Why your new years resolution will fail
I don’t want to sound too negative, but let me tell you why your new years resolution will fail. Simply because you don’t really want to change! Let me explain.
Simply put, if you really wanted to make a change, you would have started by now. The only reason to wait until Jan 1st is because you have doubts, hesitations, or are only doing it because you feel you must. Definitely not because you want to.
And change is hard. Trust me. If you want to make a positive change you must really, really want it. Otherwise old habits will win. I recently decided it was time to loose weight and was able to drop 30 lbs, not due to any resolution, and not on my first try either. I did it because I crossed the line into “Obesity” and finally decided enough is enough. When I wanted it enough the change came soon enough.

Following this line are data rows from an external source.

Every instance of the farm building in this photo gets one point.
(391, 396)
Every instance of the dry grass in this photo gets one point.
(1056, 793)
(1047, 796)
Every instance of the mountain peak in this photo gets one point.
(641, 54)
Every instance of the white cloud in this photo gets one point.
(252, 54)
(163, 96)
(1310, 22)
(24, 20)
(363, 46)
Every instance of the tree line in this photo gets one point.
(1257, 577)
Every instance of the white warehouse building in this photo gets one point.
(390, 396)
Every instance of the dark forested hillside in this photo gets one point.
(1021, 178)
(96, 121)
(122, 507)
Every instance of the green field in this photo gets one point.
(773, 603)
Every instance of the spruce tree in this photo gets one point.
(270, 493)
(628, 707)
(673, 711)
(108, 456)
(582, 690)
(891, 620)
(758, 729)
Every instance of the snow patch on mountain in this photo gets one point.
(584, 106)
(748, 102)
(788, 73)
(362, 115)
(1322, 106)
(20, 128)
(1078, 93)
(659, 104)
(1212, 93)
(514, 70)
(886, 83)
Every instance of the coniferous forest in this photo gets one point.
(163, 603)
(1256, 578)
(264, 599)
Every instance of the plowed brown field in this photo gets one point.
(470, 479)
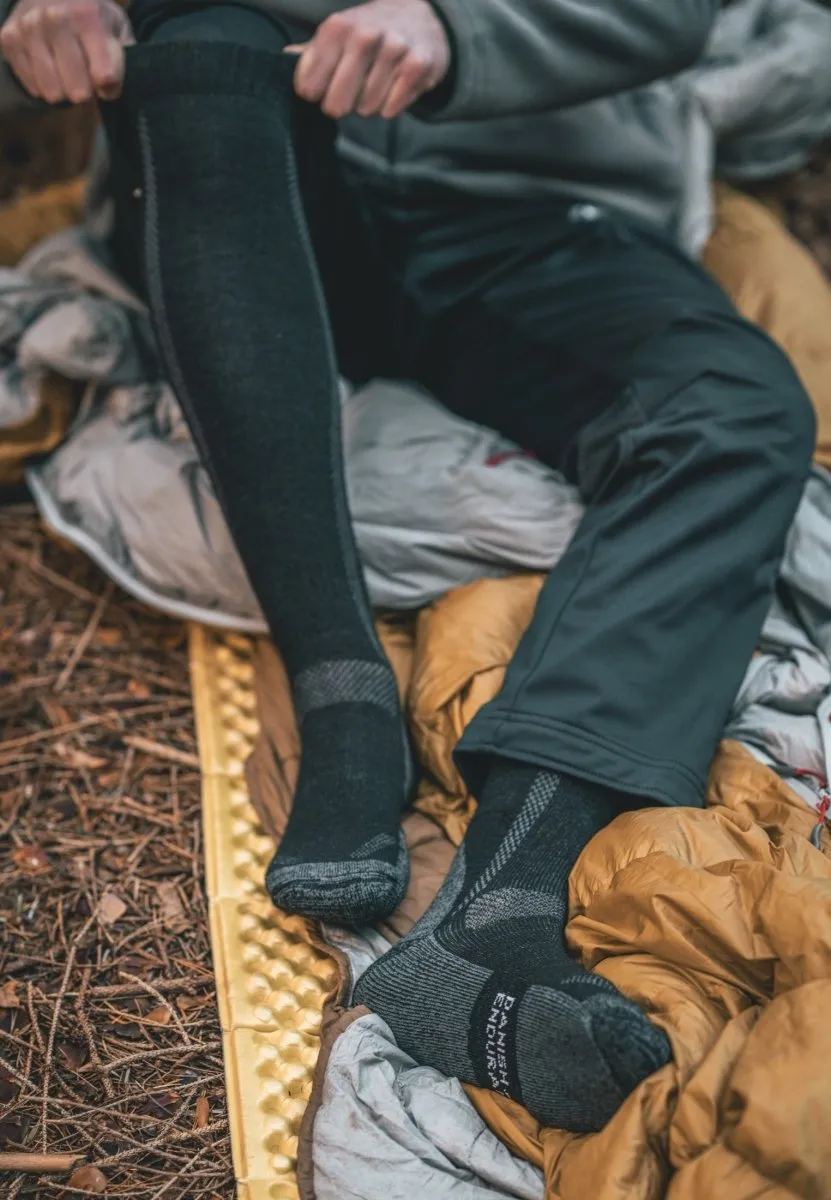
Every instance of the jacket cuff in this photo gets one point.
(450, 99)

So if you really do want to make a change, but don’t yet have that gut wrenching feeling that it must happen, perhaps the question is not what your resolution should be, but what can you do to get motivated?
There are many good tips on how to set goals, including an concise summary from Mike King over at learnthis.ca. Unfortunately, getting motivated is a more personal endeavor, so all I can do is make some vague suggestions:
- Research the consequences of in-action.

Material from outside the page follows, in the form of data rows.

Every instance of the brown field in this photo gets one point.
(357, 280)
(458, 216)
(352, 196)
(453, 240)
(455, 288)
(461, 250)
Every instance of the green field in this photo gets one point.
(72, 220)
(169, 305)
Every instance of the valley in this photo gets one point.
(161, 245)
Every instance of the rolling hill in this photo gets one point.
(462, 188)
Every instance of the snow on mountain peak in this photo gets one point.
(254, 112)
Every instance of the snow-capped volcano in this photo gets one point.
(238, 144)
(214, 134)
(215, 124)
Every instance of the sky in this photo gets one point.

- Research the benefits of change.
- Find role models that exhibit the behavior you desire.
- Include others – ask for support / encouragement. Make public commitments.
- Write down your goal, and then track it. Ideally publicly.
- Identify many small / easy changes to help keep motivation up.
- Celebrate successes.
- Ignore temporary setbacks.
For example, when I decided it was time to loose weight it was because I crossed the threshold into “obesity” (if you believe in BMI). This was enough for me to finally realize the many health risks I already knew definitely applied to me. Then I talked with my wife, and set a personal goal. I wrote this down and then began tracking my weight and body fat. Finally I broke down my goal into many small changes such as “No eating cheese except on pizza”, “No butter”, “Only meat once per day”, “Desserts/snacks rarely, and then only 1 serving at a time”. By being realistic (such as allowing cheese on pizza – my personal favorite meal) my changes were easier to stick with. There were many failures along the way, but I took each one as an opportunity to refocus.
In the end I realize there is no end. Old habits never really die, and keeping motivated is an ongoing challenge. So figure out what works for you, make a plan, adjust as necessary, and change for the better. But not till your ready.